Olivia, którą matka wysłała, aby wpłynęła na kuzynkę, wyszła z pokoju zaczerwieniona
i z gniewnie błyszczącymi oczami. Matce powiedziała, że z Valancy nic się nie da zrobić. Po
tym, gdy ona, Olivia, przemawiała do niej jak siostra, mądrze i czule, Valancy miała do
powiedzenia tyle: Ja nie pokazuję dziąseł, kiedy się śmieję .

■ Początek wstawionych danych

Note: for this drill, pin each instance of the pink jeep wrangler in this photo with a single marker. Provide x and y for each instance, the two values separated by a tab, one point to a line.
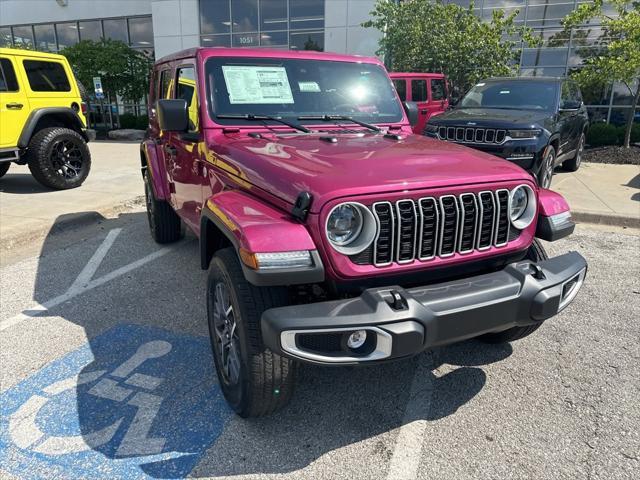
333	234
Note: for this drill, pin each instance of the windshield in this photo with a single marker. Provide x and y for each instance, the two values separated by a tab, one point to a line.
518	94
293	88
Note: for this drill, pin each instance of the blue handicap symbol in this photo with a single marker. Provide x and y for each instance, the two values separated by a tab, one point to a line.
134	402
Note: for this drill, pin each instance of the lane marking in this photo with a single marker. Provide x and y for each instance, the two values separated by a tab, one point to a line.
94	262
82	283
408	450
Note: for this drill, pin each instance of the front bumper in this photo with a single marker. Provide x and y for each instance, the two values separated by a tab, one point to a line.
403	322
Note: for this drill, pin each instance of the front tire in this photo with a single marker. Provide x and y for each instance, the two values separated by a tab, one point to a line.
4	167
574	164
254	380
546	169
536	253
59	158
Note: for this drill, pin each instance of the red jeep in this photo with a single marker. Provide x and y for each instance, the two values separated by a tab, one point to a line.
332	233
429	91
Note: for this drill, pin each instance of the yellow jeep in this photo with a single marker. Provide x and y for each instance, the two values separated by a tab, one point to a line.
42	121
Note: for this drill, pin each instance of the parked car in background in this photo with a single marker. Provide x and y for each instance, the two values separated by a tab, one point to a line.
537	123
428	90
332	233
42	122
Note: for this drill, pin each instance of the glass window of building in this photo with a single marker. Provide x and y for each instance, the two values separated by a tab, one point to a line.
216	40
306	41
45	37
5	37
8	81
141	31
91	30
23	36
274	39
45	76
306	14
67	34
273	15
215	16
244	15
116	29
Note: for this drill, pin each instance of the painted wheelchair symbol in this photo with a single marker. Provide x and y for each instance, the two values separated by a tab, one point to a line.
115	386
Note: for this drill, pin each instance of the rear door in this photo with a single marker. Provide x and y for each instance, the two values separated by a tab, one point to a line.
438	96
14	103
420	95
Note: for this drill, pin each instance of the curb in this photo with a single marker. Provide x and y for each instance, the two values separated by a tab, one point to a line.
612	219
71	222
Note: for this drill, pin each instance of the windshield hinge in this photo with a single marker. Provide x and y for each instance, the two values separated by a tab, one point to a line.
301	208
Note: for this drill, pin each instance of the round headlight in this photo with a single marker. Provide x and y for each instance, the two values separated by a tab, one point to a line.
522	206
344	224
350	228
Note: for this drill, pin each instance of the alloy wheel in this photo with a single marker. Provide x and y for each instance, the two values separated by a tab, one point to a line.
225	329
66	159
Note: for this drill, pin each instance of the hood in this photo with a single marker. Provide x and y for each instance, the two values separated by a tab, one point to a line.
286	165
491	117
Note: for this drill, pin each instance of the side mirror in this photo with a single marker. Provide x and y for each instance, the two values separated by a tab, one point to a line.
173	115
411	108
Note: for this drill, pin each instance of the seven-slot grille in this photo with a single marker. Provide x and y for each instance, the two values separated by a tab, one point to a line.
430	227
472	134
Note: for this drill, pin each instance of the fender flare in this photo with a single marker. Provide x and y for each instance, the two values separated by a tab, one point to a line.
256	227
38	114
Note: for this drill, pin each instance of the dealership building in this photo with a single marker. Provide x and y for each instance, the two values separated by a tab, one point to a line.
160	27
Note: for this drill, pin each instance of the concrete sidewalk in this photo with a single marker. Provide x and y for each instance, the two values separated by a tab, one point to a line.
600	193
28	210
597	193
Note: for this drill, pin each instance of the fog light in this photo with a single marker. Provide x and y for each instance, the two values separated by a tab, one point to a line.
357	339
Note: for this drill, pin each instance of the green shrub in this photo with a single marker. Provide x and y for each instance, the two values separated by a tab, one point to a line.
128	120
601	134
142	122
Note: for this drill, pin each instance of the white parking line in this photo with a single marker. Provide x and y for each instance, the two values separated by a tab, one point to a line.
406	456
83	282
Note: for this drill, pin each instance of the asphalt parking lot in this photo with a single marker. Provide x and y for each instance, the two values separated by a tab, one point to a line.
107	373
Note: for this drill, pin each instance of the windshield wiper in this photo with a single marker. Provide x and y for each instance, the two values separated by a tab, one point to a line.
251	117
333	118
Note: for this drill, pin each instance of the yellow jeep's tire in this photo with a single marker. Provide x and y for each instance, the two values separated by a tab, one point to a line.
59	158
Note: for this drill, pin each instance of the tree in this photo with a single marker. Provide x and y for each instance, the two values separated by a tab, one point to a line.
616	60
123	70
423	36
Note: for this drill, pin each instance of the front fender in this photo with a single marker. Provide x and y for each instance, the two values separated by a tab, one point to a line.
256	227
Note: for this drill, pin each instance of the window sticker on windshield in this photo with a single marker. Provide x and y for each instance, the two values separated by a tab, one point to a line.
309	86
248	84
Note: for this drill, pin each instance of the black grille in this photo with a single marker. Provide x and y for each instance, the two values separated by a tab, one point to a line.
441	227
468	225
472	134
428	242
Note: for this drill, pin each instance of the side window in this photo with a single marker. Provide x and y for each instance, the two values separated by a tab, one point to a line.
164	85
46	76
438	90
401	88
419	90
8	80
186	89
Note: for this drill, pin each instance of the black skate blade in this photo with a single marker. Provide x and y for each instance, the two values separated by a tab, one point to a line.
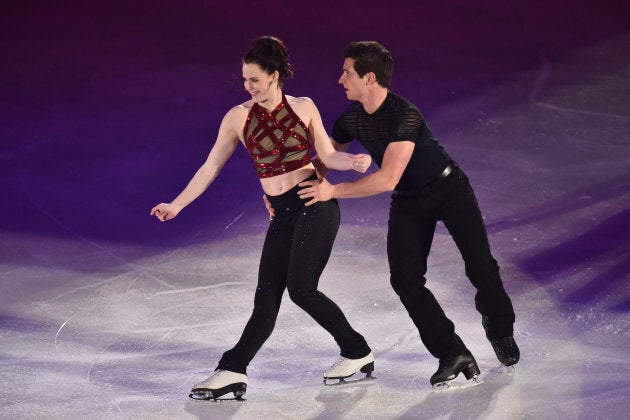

- Zupełnie jakby mówiła do siebie, nie do mnie! Wiesz, mamo, cały czas, gdy do niej
przemawiałam, sprawiała wrażenie, że wcale nie słucha. Ale to nie wszystko. Kiedy ostatecznie
uznałam, że nic z tego co mówię, nie ma na nią wpływu, poprosiłam, żeby nie wygadywała
głupstw w obecności Cecila. I wiesz, mamo, co na to powiedziała?
- Nawet sobie nie potrafię wyobrazić - jęknęła ciotka Wellington przygotowana na
najgorsze.
- Powiedziała: Chętnie bym potrząsnęła tym twoim Cecilem. Ma zbyt czerwone usta
jak na mężczyznę . - Jestem pewna, że nigdy nie będę jej lubić jak dawniej.